After Monday's ruling, which followed a single session in the case held last month, Sarah Leah Whitson, the executive director of Human Rights Watch's Middle East and North Africa Division, said the defendants were not given the chance to properly defend themselves. The proceedings went on without the judge even verifying that the defendants were present, she said.
"The fact that the death sentences can be appealed provides little solace to hundreds of families that will go to sleep tonight facing the very real prospect that their loves ones could be executed without having an opportunity to present a case in court," she said. "There is no more serious violation of the most basic right of due process and the right to a fair trial than that."
Germany's Foreign Minister Frank-Walter Steinmeier said in a statement that the verdicts "make a mockery of the rule of law."
"The Egyptian authorities risk further destabilizing the country and cementing a political and social division ahead of the planned presidential elections in May," he said.

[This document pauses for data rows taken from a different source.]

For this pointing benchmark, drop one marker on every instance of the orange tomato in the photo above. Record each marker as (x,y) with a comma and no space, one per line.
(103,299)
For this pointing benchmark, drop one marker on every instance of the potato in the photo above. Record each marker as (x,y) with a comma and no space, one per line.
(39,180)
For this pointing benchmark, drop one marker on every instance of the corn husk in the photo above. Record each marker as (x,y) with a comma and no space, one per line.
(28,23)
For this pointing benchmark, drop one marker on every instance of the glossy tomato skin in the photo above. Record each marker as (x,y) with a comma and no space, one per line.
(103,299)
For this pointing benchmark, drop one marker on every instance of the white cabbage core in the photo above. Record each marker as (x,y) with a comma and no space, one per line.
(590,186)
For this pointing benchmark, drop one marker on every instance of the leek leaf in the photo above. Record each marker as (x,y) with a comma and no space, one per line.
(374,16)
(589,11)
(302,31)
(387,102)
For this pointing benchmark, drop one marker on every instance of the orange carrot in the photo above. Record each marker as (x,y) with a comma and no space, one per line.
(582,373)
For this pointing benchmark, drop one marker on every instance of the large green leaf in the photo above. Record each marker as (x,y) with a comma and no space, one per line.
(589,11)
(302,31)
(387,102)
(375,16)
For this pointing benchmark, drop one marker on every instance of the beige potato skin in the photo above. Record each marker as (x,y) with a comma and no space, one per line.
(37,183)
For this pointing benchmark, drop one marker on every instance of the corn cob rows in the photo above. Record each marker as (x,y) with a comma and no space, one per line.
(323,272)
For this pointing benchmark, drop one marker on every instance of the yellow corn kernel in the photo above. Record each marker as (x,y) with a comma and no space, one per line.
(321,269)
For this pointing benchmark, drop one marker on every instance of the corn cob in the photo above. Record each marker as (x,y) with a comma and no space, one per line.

Sweden's Foreign Minister Carl Bildt also criticized the verdict in a message posted on his Twitter account, saying "the world must and will react!" he said.
Once the mufti reviews Monday's ruling, the same court will hold another session on June 21 to issue the final verdicts. The ultimate decision is up to the judge.
As the ruling was announced, an outcry erupted outside the court among the families and relatives of the defendants. Women fainted and wailed as many cried out, "Why? This is unfair!"
"My three sons are inside," said a woman who only gave her first name, Samiya, as she screamed in grief. "I have no one but God."
Mohammed Hassan Shehata said his son Mahmoud was arrested in January, six months after the alleged violence with which he was charged.
"There is no evidence whatsoever," he said. "If my son is guilty, behead him but if he is innocent, there will be a civil war."
Another woman who also only gave her first name, Safiya, 48, said her brother and son were sentenced to death. "I swear, they don't even pray, they don't go to mosques," she said. "They are not Muslim Brotherhood."
Gamal Sayyed, a 25-year-old school teacher who belongs to the Muslim Brotherhood and was speaking to The Associated Press from hiding, said he became a fugitive after he was arrested for three months and released pending investigation last year.
"This ruling is aimed at vilifying the group, creating in public minds images of devils, terrorists, and extremists," he said with a low voice. "This trial is crazy ... but nothing is going to intimidate the youth in the streets protesting against this bloody coup."
Defense lawyer Ali Kamal, said Monday's hearing lasted only eight minutes. Security forces surrounded the court building and blocked roads, preventing families and media from attending the proceedings.
"This is against the spirit of the law," Kamal said.
According to a judicial official who oversaw the investigation in the case, evidence presented in the trial consisted mostly of footage of the defendants showing them attacking and looting a police station in Cairo and setting fire to several government buildings. The defendants faced nearly 14 charges, five of them punishable by death, said the official, who spoke on condition of anonymity because he wasn't authorized to release the information.
In a press conference in Istanbul, the Muslim Brotherhood-led alliance condemned Monday's ruling and called it "a farce."
But some among the general public in Cairo appeared to approve of the heavy-handed measures as a way to restore security or under the influence of a media campaign seeking to turn all dissent into conspiracy against national interests.
"Even if they sentence a million people to death, so what?" said Sadeek el-Moghazi, a 43-year-old newspaper vendor in the eastern district of Heliopolis. "This is the best ruling in the history of the Egyptian judiciary."